Monday, August 15, 2016

ordinary day planner

Lapham's Quarterly (one of those online miscellania sites; I was directed to it from a link in Messy Nessy Chic) ran a little chart of "daily planners" - real or imagined scheduled for the famous (and one unknown: a Benedictine monk in the 900s).

It's here.

If I could pick any of those to be, I'd pick Queen Elizabeth (the current one). (And in case you're wondering: Milton was blind, which is why everything is read to him and he dictates.)

Anyway. Got me to thinking about my daily schedule. This is an 'average' weekday; I am leaving out things like my weekly 5:45 pm piano lesson.

4:30 am: get up, workout
5:15 am: check overnight e-mails (if any), faff on internet a bit
6:00 am: wash, get dressed, make lunch to take over to work, make and eat breakfast
6:30 am: piano practice
7:00 am: leave for work
8 or 9 am: first class of the day
8 am to about noon: teach, hold office hours
noon: eat lunch
1 pm to about 4 pm: work on research, grading, reading articles, etc.
4 pm: go home, practice piano
5 pm: fix dinner, eat dinner. (Stomach problems force me to eat early these days; I am much less likely to have problems overnight if I finish dinner before 6:30 or so)
6 pm: knit/read/watch tv/whatever
8 pm: get ready for bed, read for a while
9 pm: try to go to sleep. (insomnia is back a little bit. I don't know why. I suppose it's having been out of a schedule recently)

(Not a lot of time in there for "fun," sadly. Fun is for weekends, I guess.)

****

Today, in My Profligate Ways: I kept thinking about "that Johanna Spyri book Grandma had." I remembered reading it, I remember it had a chapter evocatively called "Under the Lindens," but I didn't remember the title.

I had wanted the book, but when my grandmother passed away there was a lot of kerfuffle. Her house was rented out for a while and a lot of the things left in it wound up either stolen or thrown out, so I presume that book is gone forever. (My mom did inherit SOME of her books, just not that one).

And I realized: hey, I have the Internet now. I can FIND the title of the book. And I did: "Uncle Titus in the Country." And then I thought: I wonder if Amazon has an inexpensive copy?
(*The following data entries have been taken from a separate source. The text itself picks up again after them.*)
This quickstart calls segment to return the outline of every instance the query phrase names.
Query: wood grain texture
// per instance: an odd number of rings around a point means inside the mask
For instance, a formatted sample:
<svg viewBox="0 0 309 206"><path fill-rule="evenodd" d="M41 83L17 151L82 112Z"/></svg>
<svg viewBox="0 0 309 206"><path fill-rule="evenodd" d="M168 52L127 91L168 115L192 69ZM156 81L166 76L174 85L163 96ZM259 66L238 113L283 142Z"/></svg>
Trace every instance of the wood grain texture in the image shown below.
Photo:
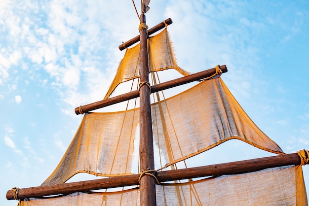
<svg viewBox="0 0 309 206"><path fill-rule="evenodd" d="M171 19L170 18L169 18L168 19L165 20L164 21L166 23L167 25L169 25L173 23L172 19ZM154 34L158 31L164 28L164 27L165 27L165 24L163 22L162 22L160 23L157 24L151 29L149 29L148 35L150 35L153 34ZM139 41L140 35L139 35L138 36L136 36L135 37L129 40L128 41L124 42L122 44L119 45L118 47L120 51L122 51L126 48L128 48L128 47L132 46L135 43L138 42Z"/></svg>
<svg viewBox="0 0 309 206"><path fill-rule="evenodd" d="M225 65L220 66L220 68L222 71L222 73L225 73L228 71L228 69ZM151 93L153 93L164 90L165 89L175 87L177 86L182 85L188 83L192 82L194 81L197 81L209 77L215 73L216 69L212 68L203 71L200 71L193 74L189 75L188 76L175 79L172 80L168 81L165 82L152 86ZM114 104L115 103L126 101L134 98L136 98L139 96L140 93L138 90L133 91L121 95L112 97L106 100L101 100L93 103L82 105L82 111L84 113L88 112L89 111ZM80 114L78 110L78 107L75 108L75 111L76 114Z"/></svg>
<svg viewBox="0 0 309 206"><path fill-rule="evenodd" d="M300 164L301 159L298 154L292 153L177 170L158 172L155 174L159 181L162 182L204 176L243 173L267 168ZM49 195L137 185L139 184L139 174L132 174L56 185L21 188L18 193L18 197L20 199L30 197L40 198ZM7 191L6 199L14 200L12 190Z"/></svg>

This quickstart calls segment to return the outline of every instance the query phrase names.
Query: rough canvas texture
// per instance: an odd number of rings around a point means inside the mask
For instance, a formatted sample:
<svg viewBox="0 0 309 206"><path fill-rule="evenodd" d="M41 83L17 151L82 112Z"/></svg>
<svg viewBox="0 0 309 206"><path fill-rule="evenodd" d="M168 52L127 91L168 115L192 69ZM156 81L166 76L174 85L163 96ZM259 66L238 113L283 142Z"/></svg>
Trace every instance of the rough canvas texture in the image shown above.
<svg viewBox="0 0 309 206"><path fill-rule="evenodd" d="M42 185L64 183L78 172L131 174L138 109L86 114L54 172Z"/></svg>
<svg viewBox="0 0 309 206"><path fill-rule="evenodd" d="M174 69L183 75L190 74L177 64L167 29L149 37L147 43L149 72ZM139 77L139 44L126 49L104 99L107 99L120 83Z"/></svg>
<svg viewBox="0 0 309 206"><path fill-rule="evenodd" d="M185 183L156 185L157 206L307 206L301 166L223 175ZM139 206L138 189L113 193L76 193L30 198L22 206Z"/></svg>
<svg viewBox="0 0 309 206"><path fill-rule="evenodd" d="M154 140L167 166L231 139L283 153L251 121L221 78L204 81L153 104L151 109ZM78 172L131 174L139 121L139 109L86 114L59 165L42 185L64 183Z"/></svg>
<svg viewBox="0 0 309 206"><path fill-rule="evenodd" d="M220 77L153 104L152 116L154 140L166 166L231 139L283 153L250 119Z"/></svg>

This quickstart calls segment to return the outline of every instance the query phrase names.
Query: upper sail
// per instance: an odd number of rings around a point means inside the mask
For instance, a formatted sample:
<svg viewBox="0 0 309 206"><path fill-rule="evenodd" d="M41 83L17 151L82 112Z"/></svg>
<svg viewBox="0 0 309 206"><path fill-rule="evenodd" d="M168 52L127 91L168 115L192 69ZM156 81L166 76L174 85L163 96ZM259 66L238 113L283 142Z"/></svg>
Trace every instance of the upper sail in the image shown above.
<svg viewBox="0 0 309 206"><path fill-rule="evenodd" d="M147 44L149 72L174 69L184 76L190 74L190 72L184 70L177 64L167 29L150 37L147 39ZM139 44L126 49L104 99L108 98L120 83L139 77Z"/></svg>
<svg viewBox="0 0 309 206"><path fill-rule="evenodd" d="M151 110L154 141L167 166L231 139L283 153L250 119L220 77L154 103ZM43 185L64 183L80 172L130 173L138 114L137 108L86 114L59 165Z"/></svg>

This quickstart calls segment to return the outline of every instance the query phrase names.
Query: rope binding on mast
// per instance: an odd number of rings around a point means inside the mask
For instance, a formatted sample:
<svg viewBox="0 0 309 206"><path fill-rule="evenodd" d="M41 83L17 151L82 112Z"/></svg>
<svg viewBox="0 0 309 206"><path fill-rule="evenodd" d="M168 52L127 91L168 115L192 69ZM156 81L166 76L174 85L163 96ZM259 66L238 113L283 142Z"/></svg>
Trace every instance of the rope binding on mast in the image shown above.
<svg viewBox="0 0 309 206"><path fill-rule="evenodd" d="M19 191L19 187L13 187L12 188L13 190L13 197L14 200L18 200L18 191Z"/></svg>
<svg viewBox="0 0 309 206"><path fill-rule="evenodd" d="M308 150L306 149L299 150L297 152L297 154L299 155L299 157L301 158L302 165L309 164L309 152Z"/></svg>
<svg viewBox="0 0 309 206"><path fill-rule="evenodd" d="M156 172L157 171L156 171L155 170L147 170L146 171L144 171L144 172L140 172L140 177L138 178L138 183L140 184L141 184L141 182L140 182L141 178L142 178L143 176L146 174L146 175L149 175L154 177L154 179L155 180L156 183L157 184L160 184L160 182L159 182L159 180L158 180L157 178L156 178L156 176L155 175L152 174L151 173L149 173L151 172Z"/></svg>

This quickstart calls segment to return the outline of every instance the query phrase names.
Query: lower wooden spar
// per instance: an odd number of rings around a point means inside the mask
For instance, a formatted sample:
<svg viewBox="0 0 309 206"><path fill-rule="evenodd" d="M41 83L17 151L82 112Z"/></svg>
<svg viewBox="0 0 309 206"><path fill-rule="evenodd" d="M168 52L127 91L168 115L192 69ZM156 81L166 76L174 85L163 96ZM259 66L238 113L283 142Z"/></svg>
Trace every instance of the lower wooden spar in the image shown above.
<svg viewBox="0 0 309 206"><path fill-rule="evenodd" d="M228 69L225 65L220 66L222 73L228 72ZM152 93L159 92L167 89L170 89L177 86L182 85L183 84L188 83L192 82L194 81L199 80L209 77L216 74L216 69L210 69L204 71L200 71L188 76L178 78L172 80L168 81L165 82L158 84L155 85L151 86ZM95 109L99 109L105 106L109 106L115 103L126 101L134 98L138 98L140 96L140 93L138 90L133 91L133 92L128 92L116 97L111 97L106 100L101 100L95 103L89 103L88 104L80 106L82 108L83 113L89 112ZM80 110L79 107L75 108L75 113L76 114L80 114Z"/></svg>
<svg viewBox="0 0 309 206"><path fill-rule="evenodd" d="M298 165L301 163L301 158L296 153L207 166L158 172L155 174L158 180L162 182L205 176L239 174L267 168ZM31 197L41 198L49 195L137 185L139 184L139 174L133 174L56 185L21 188L19 190L18 197L22 200ZM13 193L12 190L8 191L6 199L14 200Z"/></svg>

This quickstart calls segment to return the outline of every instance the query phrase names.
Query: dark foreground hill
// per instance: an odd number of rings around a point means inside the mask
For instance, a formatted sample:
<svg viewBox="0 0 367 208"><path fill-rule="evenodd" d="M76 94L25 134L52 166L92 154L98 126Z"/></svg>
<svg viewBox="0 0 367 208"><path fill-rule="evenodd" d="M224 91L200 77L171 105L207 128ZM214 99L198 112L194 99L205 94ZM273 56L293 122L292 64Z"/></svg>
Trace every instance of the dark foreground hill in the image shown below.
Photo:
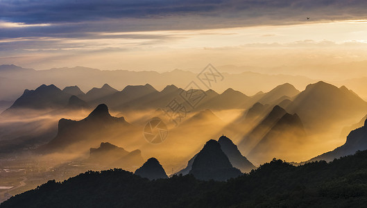
<svg viewBox="0 0 367 208"><path fill-rule="evenodd" d="M330 163L294 166L273 159L227 182L191 175L149 181L121 169L49 181L12 197L6 207L363 207L367 151Z"/></svg>

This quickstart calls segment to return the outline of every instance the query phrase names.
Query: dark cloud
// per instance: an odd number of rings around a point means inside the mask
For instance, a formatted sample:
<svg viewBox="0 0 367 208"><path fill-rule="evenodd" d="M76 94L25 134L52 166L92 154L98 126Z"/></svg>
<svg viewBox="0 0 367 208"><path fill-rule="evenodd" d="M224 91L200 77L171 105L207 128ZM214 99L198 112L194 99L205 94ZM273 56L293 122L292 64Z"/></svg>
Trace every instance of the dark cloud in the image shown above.
<svg viewBox="0 0 367 208"><path fill-rule="evenodd" d="M364 0L6 0L0 1L0 18L26 24L188 16L254 20L266 17L280 21L305 15L318 19L366 17L366 6Z"/></svg>
<svg viewBox="0 0 367 208"><path fill-rule="evenodd" d="M307 21L306 17L310 20ZM361 18L367 18L365 0L2 0L0 21L51 25L0 26L0 40L96 38L94 33L103 32L219 28Z"/></svg>

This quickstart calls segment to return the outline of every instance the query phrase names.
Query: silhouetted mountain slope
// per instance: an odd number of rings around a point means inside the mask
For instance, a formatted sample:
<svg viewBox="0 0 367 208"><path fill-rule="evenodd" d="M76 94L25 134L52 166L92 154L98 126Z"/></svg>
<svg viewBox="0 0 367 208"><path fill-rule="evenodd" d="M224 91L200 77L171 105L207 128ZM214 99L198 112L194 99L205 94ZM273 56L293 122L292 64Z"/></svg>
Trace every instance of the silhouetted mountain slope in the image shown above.
<svg viewBox="0 0 367 208"><path fill-rule="evenodd" d="M88 160L94 162L103 163L105 161L110 162L128 155L129 152L123 148L118 147L108 142L102 142L99 148L91 148Z"/></svg>
<svg viewBox="0 0 367 208"><path fill-rule="evenodd" d="M330 151L311 159L309 161L325 160L332 161L334 158L339 158L355 154L357 150L367 150L367 119L364 125L354 130L347 137L345 143Z"/></svg>
<svg viewBox="0 0 367 208"><path fill-rule="evenodd" d="M142 152L135 150L128 152L108 142L102 142L99 148L91 148L87 162L97 163L106 168L135 170L144 162Z"/></svg>
<svg viewBox="0 0 367 208"><path fill-rule="evenodd" d="M218 143L221 144L221 148L228 157L234 167L239 168L243 173L248 173L256 168L246 157L241 154L237 146L228 137L221 136L218 140Z"/></svg>
<svg viewBox="0 0 367 208"><path fill-rule="evenodd" d="M367 112L367 103L345 87L318 82L307 85L287 111L297 113L307 128L324 129L324 125L359 116Z"/></svg>
<svg viewBox="0 0 367 208"><path fill-rule="evenodd" d="M198 155L198 154L194 155L194 157L192 157L192 158L189 160L189 162L187 162L187 165L186 166L186 167L185 168L183 168L181 171L176 173L175 174L176 174L178 175L180 175L180 174L182 174L182 175L189 174L189 172L190 172L190 171L192 168L192 164L194 163L194 160L195 160L195 158L196 158L196 155Z"/></svg>
<svg viewBox="0 0 367 208"><path fill-rule="evenodd" d="M121 169L50 180L7 207L364 207L367 151L294 166L273 159L227 182L192 175L149 181Z"/></svg>
<svg viewBox="0 0 367 208"><path fill-rule="evenodd" d="M35 71L33 69L26 69L15 66L14 64L3 64L0 65L0 73L6 72L24 72L24 71Z"/></svg>
<svg viewBox="0 0 367 208"><path fill-rule="evenodd" d="M168 177L159 161L154 157L148 159L142 166L135 171L134 174L149 180Z"/></svg>
<svg viewBox="0 0 367 208"><path fill-rule="evenodd" d="M151 107L149 102L159 97L159 92L151 85L128 85L122 91L97 100L98 102L105 102L112 108L117 110L124 110L139 108L144 106L145 108ZM166 104L167 105L167 104Z"/></svg>
<svg viewBox="0 0 367 208"><path fill-rule="evenodd" d="M76 85L66 87L62 89L62 92L80 98L85 96L85 94Z"/></svg>
<svg viewBox="0 0 367 208"><path fill-rule="evenodd" d="M257 125L244 137L239 144L241 152L247 155L285 114L287 112L283 108L275 105Z"/></svg>
<svg viewBox="0 0 367 208"><path fill-rule="evenodd" d="M213 139L208 141L198 153L189 173L205 180L226 180L241 175L239 169L233 168L219 143Z"/></svg>
<svg viewBox="0 0 367 208"><path fill-rule="evenodd" d="M85 149L83 142L99 144L106 137L111 137L117 130L126 129L130 124L123 117L116 118L108 112L104 104L98 105L85 119L76 121L62 119L59 121L56 137L49 144L41 146L40 153L52 153L60 150L79 150ZM102 141L101 141L102 140ZM78 145L70 149L71 145ZM91 144L89 144L91 145Z"/></svg>
<svg viewBox="0 0 367 208"><path fill-rule="evenodd" d="M284 100L282 100L280 102L279 102L279 103L278 104L278 105L282 107L282 108L284 109L286 109L288 107L288 106L289 106L290 105L292 104L292 101L288 98L285 98Z"/></svg>
<svg viewBox="0 0 367 208"><path fill-rule="evenodd" d="M248 105L250 98L239 91L228 88L221 94L217 94L212 98L205 99L200 107L212 110L241 108Z"/></svg>
<svg viewBox="0 0 367 208"><path fill-rule="evenodd" d="M345 126L343 128L343 130L341 130L341 137L342 138L345 138L346 137L349 133L355 130L355 129L357 129L357 128L361 128L362 126L364 126L364 121L366 121L366 119L367 119L367 115L364 116L360 121L359 122L357 123L355 123L353 125L348 125L348 126Z"/></svg>
<svg viewBox="0 0 367 208"><path fill-rule="evenodd" d="M42 85L35 90L24 90L23 94L4 113L22 109L51 110L64 107L70 96L70 94L53 85Z"/></svg>
<svg viewBox="0 0 367 208"><path fill-rule="evenodd" d="M101 88L93 87L91 90L88 91L85 94L85 99L87 101L92 101L104 98L117 92L117 89L111 87L108 84L105 84Z"/></svg>
<svg viewBox="0 0 367 208"><path fill-rule="evenodd" d="M262 104L271 104L283 96L293 97L298 94L300 91L289 83L278 85L270 92L264 94L257 102Z"/></svg>
<svg viewBox="0 0 367 208"><path fill-rule="evenodd" d="M73 95L69 98L69 103L67 103L67 107L81 110L88 109L89 108L89 105L87 102L79 98L78 96Z"/></svg>
<svg viewBox="0 0 367 208"><path fill-rule="evenodd" d="M191 118L181 123L182 125L191 125L193 124L199 124L200 123L214 123L214 122L223 122L221 119L216 116L212 111L209 109L200 111Z"/></svg>
<svg viewBox="0 0 367 208"><path fill-rule="evenodd" d="M283 156L291 158L299 153L298 148L304 145L306 132L300 117L286 113L262 137L247 155L262 163L273 157Z"/></svg>

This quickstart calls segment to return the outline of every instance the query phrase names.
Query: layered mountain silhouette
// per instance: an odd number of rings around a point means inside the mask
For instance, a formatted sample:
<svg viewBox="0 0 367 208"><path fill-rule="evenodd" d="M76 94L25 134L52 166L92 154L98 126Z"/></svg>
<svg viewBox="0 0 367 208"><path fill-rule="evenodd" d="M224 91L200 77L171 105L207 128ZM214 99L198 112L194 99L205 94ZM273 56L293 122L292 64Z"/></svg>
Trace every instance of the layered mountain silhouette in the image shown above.
<svg viewBox="0 0 367 208"><path fill-rule="evenodd" d="M270 92L257 95L255 96L255 98L258 98L257 102L262 104L272 104L279 99L284 100L287 98L291 98L300 93L300 91L293 85L289 83L285 83L283 85L278 85Z"/></svg>
<svg viewBox="0 0 367 208"><path fill-rule="evenodd" d="M240 169L244 173L248 173L251 170L255 169L256 167L243 156L241 152L239 152L237 146L233 144L232 140L225 136L221 136L218 140L218 143L221 145L221 149L228 157L230 162L233 167ZM189 171L192 168L192 164L196 158L198 154L195 155L191 159L187 162L187 166L181 171L176 173L176 175L187 175L189 174Z"/></svg>
<svg viewBox="0 0 367 208"><path fill-rule="evenodd" d="M19 68L19 71L15 71L15 67ZM3 88L0 88L0 100L9 100L10 96L13 96L15 98L22 94L24 89L34 89L42 83L53 83L56 86L76 85L83 87L83 90L92 89L96 85L101 86L104 83L108 83L118 89L123 89L129 85L145 83L150 83L157 89L163 89L165 86L171 84L183 88L188 83L196 79L197 76L197 73L182 70L157 73L156 71L130 71L127 70L103 71L83 67L37 71L10 65L2 65L1 68L0 77L13 81L10 81L8 85L5 85ZM1 71L3 72L1 73ZM213 86L215 89L213 89L224 92L227 89L228 86L231 86L233 89L243 92L246 94L254 94L260 90L271 89L273 86L282 83L301 83L296 87L303 88L307 83L313 81L306 77L274 76L253 72L236 74L225 73L225 79L222 82L216 83L215 86ZM26 80L26 82L22 82L22 80ZM17 87L19 85L19 83L22 83L22 87ZM11 92L11 93L7 94L7 92ZM84 98L82 98L84 99Z"/></svg>
<svg viewBox="0 0 367 208"><path fill-rule="evenodd" d="M117 92L117 89L112 88L108 84L103 85L102 87L93 87L85 94L85 99L88 101L100 99Z"/></svg>
<svg viewBox="0 0 367 208"><path fill-rule="evenodd" d="M286 113L247 155L260 162L281 156L291 158L291 155L298 154L298 147L307 142L307 134L298 115Z"/></svg>
<svg viewBox="0 0 367 208"><path fill-rule="evenodd" d="M297 114L291 114L279 105L239 143L239 148L248 158L259 163L274 157L296 154L294 146L306 142L307 134Z"/></svg>
<svg viewBox="0 0 367 208"><path fill-rule="evenodd" d="M160 162L154 157L148 159L142 166L135 171L134 174L151 180L168 177Z"/></svg>
<svg viewBox="0 0 367 208"><path fill-rule="evenodd" d="M76 149L81 151L85 148L82 144L99 144L106 137L113 135L116 130L127 130L129 125L123 117L112 116L107 105L101 104L83 120L60 119L56 137L38 150L40 153L67 151L71 150L70 146L74 145L78 146Z"/></svg>
<svg viewBox="0 0 367 208"><path fill-rule="evenodd" d="M70 98L69 98L69 103L67 103L67 107L71 109L83 110L89 109L89 105L87 102L79 98L79 97L73 95L70 97Z"/></svg>
<svg viewBox="0 0 367 208"><path fill-rule="evenodd" d="M332 151L314 157L309 161L325 160L330 162L335 158L353 155L357 150L367 150L367 119L364 121L364 126L350 132L343 145Z"/></svg>
<svg viewBox="0 0 367 208"><path fill-rule="evenodd" d="M50 92L48 94L42 92L42 89L48 87ZM292 88L293 87L293 88ZM51 89L53 88L53 89ZM53 90L51 92L51 90ZM58 91L58 92L56 92ZM33 92L33 91L31 91ZM122 91L119 92L111 87L108 84L105 84L102 87L93 87L86 94L84 94L80 89L74 85L65 87L60 90L55 85L42 85L35 90L32 96L27 96L28 91L26 90L15 103L13 107L17 105L23 105L28 108L37 107L44 109L46 107L58 108L67 104L71 96L76 96L81 100L86 101L90 106L94 106L99 103L105 103L111 109L121 112L130 110L146 110L167 107L173 101L178 103L189 103L188 99L198 99L197 97L202 96L198 102L186 106L191 111L199 111L205 109L212 110L229 110L237 108L247 108L253 105L257 100L264 102L273 102L275 98L293 96L298 93L293 85L284 84L275 87L273 90L259 94L253 97L249 97L243 93L229 88L222 94L219 94L212 89L203 91L201 89L188 89L185 91L175 85L167 85L161 92L156 90L149 84L144 85L128 85ZM52 96L51 96L52 94ZM38 97L42 98L37 99ZM30 100L30 103L33 101L35 103L33 105L27 103L26 101ZM19 105L19 103L23 103ZM263 103L264 104L264 103Z"/></svg>
<svg viewBox="0 0 367 208"><path fill-rule="evenodd" d="M66 87L62 89L62 92L80 98L83 98L85 96L85 94L76 85Z"/></svg>
<svg viewBox="0 0 367 208"><path fill-rule="evenodd" d="M71 95L53 85L42 85L35 90L24 90L23 94L3 113L19 112L24 110L50 110L62 108L68 104Z"/></svg>
<svg viewBox="0 0 367 208"><path fill-rule="evenodd" d="M206 92L207 94L207 92ZM251 98L239 91L228 88L221 94L214 95L207 98L200 107L212 110L237 109L247 105Z"/></svg>
<svg viewBox="0 0 367 208"><path fill-rule="evenodd" d="M226 180L241 175L234 168L218 141L208 141L196 155L189 174L199 180Z"/></svg>
<svg viewBox="0 0 367 208"><path fill-rule="evenodd" d="M237 146L228 137L221 136L218 143L234 167L239 168L243 173L249 173L256 168L246 157L242 155Z"/></svg>
<svg viewBox="0 0 367 208"><path fill-rule="evenodd" d="M49 180L0 207L364 207L366 164L366 150L298 166L274 159L224 182L191 175L149 181L121 169L89 171Z"/></svg>
<svg viewBox="0 0 367 208"><path fill-rule="evenodd" d="M139 150L128 152L109 142L102 142L99 148L90 148L87 162L97 163L107 168L133 170L142 165L144 159Z"/></svg>
<svg viewBox="0 0 367 208"><path fill-rule="evenodd" d="M239 144L241 151L245 155L250 153L285 114L285 110L275 105L271 112L243 138Z"/></svg>
<svg viewBox="0 0 367 208"><path fill-rule="evenodd" d="M367 112L367 103L352 91L343 86L318 82L307 85L287 107L291 113L297 113L306 128L324 129L326 123L353 119Z"/></svg>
Nope. They will print me one on demand but it's fairly pricey for a very plain paperback with an icky cover. So I did a little further searching. Found one, described as being in excellent condition and with illustrations, on an antiquarian bookshop's webpage. It was $30.

And I admit, nostalgia is a powerful thing for me.

I ordered the book.

I am *pretty* sure, based on the fact that it's a Bobbs-Merrill imprint (it's in translation, of course, Spyri originally wrote in German) and based on the cover picture, that it's the same exact edition Grandma had. Or if not, it's an earlier (or later) reprint of the same.

So it's on its way to me. I have a special little bookshelf of "antique" books (Uncle Titus was originally published in 1913 but I think this edition is 1926, so it's a decade away from being a "true" 100-year-old antique). And I really do want to re-read it: I remember it as being a fairly peaceful story and one that took me to a time and a place I knew little about. (I have a copy of Heidi, also. Not a *great* copy - a 50s era, I think, reprint snagged cheaply from one of the antique shops in the area, and I always thought if Folio Society decided to do a version of Heidi, I'd buy it....if they come out with a book I want a "permanent copy" of I buy it, even if I already have it in another edition. I kind of loved Heidi....again, the idea of a different time and place and way of life.)

(And yeah, if I had a Kindle, I could have it for free....but it's not the same, somehow. For me, a big part of the "book experience" is the physical book. And the edition I'm getting has illustrations; that is important to me.)